The man grinned sheepishly; then everyone was laughing, clanging the barbells again, grabbing themselves, nodding to one another in admiration of Tony's intelligence and wit or whatever quality it was that allowed him to charm a snake back into a basket.

Tony walked past me out the door, his smile welded on his face, and nudged me in the side with his thumb. We walked side by side back toward our cell. He kept his face straight ahead. He whistled a disjointed tune and then said, "Do you know who that guy was?"

"No, I don't remember him."

"He did a snitch with an ice pick in Angola for twenty bucks. Let's play a lot of checkers today, hang around the cell, talk about books, you get my drift?"
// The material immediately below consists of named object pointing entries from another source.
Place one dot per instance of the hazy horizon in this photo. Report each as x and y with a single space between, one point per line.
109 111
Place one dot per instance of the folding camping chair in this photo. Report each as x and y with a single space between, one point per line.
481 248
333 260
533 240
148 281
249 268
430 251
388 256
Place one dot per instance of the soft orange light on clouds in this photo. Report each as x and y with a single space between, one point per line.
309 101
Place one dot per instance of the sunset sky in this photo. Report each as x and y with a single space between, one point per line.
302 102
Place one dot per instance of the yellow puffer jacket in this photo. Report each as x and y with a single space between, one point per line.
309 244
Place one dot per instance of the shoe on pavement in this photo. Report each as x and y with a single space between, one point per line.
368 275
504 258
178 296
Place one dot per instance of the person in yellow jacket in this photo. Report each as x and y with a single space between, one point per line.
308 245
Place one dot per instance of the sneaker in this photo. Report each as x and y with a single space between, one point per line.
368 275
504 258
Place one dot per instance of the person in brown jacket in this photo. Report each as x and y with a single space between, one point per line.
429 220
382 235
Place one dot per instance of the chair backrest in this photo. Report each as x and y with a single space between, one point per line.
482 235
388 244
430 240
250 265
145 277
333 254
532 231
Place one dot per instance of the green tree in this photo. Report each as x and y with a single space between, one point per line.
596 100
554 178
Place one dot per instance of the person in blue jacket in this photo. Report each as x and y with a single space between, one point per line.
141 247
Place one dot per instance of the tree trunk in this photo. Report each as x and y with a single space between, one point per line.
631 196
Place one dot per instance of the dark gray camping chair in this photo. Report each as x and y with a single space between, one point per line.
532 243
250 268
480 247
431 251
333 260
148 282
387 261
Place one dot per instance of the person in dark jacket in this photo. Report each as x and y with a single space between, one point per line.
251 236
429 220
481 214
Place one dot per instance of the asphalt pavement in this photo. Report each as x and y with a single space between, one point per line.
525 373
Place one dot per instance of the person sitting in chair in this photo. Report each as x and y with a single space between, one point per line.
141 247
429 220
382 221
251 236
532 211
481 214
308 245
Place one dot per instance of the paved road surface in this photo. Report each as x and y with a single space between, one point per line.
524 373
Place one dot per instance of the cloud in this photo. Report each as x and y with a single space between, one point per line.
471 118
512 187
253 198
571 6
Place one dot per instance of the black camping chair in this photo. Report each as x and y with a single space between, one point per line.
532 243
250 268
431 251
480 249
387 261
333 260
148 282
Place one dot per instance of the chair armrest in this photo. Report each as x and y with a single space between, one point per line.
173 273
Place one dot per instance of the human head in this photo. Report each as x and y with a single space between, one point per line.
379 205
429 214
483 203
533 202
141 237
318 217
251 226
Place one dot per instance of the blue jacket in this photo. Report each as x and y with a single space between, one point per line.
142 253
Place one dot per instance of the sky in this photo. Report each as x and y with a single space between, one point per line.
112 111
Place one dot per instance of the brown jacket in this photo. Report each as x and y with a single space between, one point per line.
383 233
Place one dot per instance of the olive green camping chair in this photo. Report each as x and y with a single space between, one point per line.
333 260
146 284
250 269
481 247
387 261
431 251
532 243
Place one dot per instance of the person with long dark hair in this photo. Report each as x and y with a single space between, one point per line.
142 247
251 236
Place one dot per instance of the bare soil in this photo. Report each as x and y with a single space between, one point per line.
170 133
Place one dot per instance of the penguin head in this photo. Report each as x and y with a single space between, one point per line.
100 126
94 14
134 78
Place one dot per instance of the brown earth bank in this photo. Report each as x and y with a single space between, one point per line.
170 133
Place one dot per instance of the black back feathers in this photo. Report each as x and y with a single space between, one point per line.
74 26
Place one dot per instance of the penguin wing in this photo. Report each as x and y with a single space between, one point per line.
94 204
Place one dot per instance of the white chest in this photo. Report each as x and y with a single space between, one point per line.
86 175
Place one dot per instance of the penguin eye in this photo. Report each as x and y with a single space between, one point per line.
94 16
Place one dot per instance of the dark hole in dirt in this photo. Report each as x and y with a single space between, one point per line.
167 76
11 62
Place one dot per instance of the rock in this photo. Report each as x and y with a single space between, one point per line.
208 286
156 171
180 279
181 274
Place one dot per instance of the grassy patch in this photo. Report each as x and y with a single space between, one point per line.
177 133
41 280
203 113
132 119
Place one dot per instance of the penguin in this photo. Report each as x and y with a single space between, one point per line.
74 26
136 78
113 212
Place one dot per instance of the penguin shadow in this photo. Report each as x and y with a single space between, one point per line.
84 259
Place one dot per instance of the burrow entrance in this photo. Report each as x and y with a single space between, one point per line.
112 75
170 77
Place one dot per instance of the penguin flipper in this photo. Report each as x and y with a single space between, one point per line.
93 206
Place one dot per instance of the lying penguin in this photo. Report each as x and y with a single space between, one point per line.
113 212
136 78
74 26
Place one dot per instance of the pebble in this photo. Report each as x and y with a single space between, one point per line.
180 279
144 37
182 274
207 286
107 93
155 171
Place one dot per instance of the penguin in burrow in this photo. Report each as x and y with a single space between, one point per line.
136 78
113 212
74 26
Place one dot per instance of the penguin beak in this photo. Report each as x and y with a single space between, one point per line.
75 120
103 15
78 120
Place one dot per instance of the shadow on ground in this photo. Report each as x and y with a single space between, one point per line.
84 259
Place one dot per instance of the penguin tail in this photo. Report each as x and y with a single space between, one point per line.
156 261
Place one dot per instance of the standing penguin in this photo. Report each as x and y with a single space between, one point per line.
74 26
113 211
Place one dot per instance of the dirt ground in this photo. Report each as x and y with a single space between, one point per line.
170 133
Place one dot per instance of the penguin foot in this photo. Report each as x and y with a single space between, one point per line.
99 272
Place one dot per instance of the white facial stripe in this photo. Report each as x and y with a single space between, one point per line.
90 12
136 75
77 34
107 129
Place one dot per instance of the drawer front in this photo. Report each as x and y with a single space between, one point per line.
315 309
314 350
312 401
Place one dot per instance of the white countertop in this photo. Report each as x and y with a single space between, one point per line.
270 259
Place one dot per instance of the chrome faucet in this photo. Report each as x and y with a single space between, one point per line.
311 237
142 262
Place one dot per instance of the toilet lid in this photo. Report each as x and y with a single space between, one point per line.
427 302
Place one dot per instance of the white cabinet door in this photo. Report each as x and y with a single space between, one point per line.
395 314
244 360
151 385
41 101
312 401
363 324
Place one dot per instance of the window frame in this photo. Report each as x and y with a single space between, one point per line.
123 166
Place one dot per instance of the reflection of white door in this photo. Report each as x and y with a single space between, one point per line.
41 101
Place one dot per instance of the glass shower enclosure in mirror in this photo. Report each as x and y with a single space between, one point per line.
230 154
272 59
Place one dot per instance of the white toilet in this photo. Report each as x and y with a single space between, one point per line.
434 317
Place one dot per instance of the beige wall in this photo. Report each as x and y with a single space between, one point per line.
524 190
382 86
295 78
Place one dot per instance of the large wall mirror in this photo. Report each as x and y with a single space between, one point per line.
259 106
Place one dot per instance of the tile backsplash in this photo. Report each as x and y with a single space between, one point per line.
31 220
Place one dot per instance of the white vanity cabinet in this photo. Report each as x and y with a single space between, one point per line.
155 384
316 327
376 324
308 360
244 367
"You're a piece of work, Tony."

"What I am is too old for this shit."

But our worries about the group in the weight room were unnecessary. Tony's lawyer had us sprung by noon, all charges dropped. Nate Baxter had not had probable cause to stop and search us, Tony's lawyer produced the permit for Tony's pistol, and the charge against me-interfering with an officer in the performance of his duty-was a manufactured one that the prosecutor's office wouldn't waste time on. The only loser was Jess, who had his.410 shotgun pistol confiscated.

We picked up the Lincoln at the car pound and Tony treated us to lunch at an outdoor café on St. Charles. It was a lovely fall day, seventy-five degrees, perhaps, with a soft wind out of the south that lifted the moss in the oak trees along the avenue. A Negro was selling snow cones, which people in New Orleans call snowballs, out of a white cart, with a canvas umbrella over it, on the esplanade. The dry fronds of a thick-trunked palm tree covered his white uniform with shifting patterns of etched lines. I heard the streetcar tracks begin to hum, then farther up the avenue I saw the street car wobbling down the esplanade in a smoky cone of light and shadow created by the canopy of oaks.

"When we were kids we used to put pennies on the tracks and flatten them out to the size of half-dollars," Tony said, wiping the tomato sauce from his shrimp off his mouth with a napkin. "They'd still be hot in your hand when you picked them up."

"That's not all you done when you were a kid," Jess said. "You remember when you and your cousins found them arms behind the Tulane medical school?" Jess looked at me. "That's right. They got this whole pile of arms that was supposed to be burned in the incinerator. Except Tony and his cousins put them on crushed ice in a beer cooler and got on the streetcar with them when all the coloreds were just getting off work. They waited until it was wall-to-wall people, then they hung a half dozen of these arms from the hand straps. People were streaming all over the car, trampling each other to get out the door, climbing out the windows at thirty miles an hour. One big fat guy crashed right on top of the snowball stand."

"Hey, don't tell Dave that stuff. He's going to think I'm a ghoul or something," Tony said.

"Tony used to flush M-80s down the commode at the Catholic school," Jess said. "See, the fire would burn down through the center of the fuse. They'd get way back in the plumbing before they'd explode, then anybody taking a dump would get douched with pot water."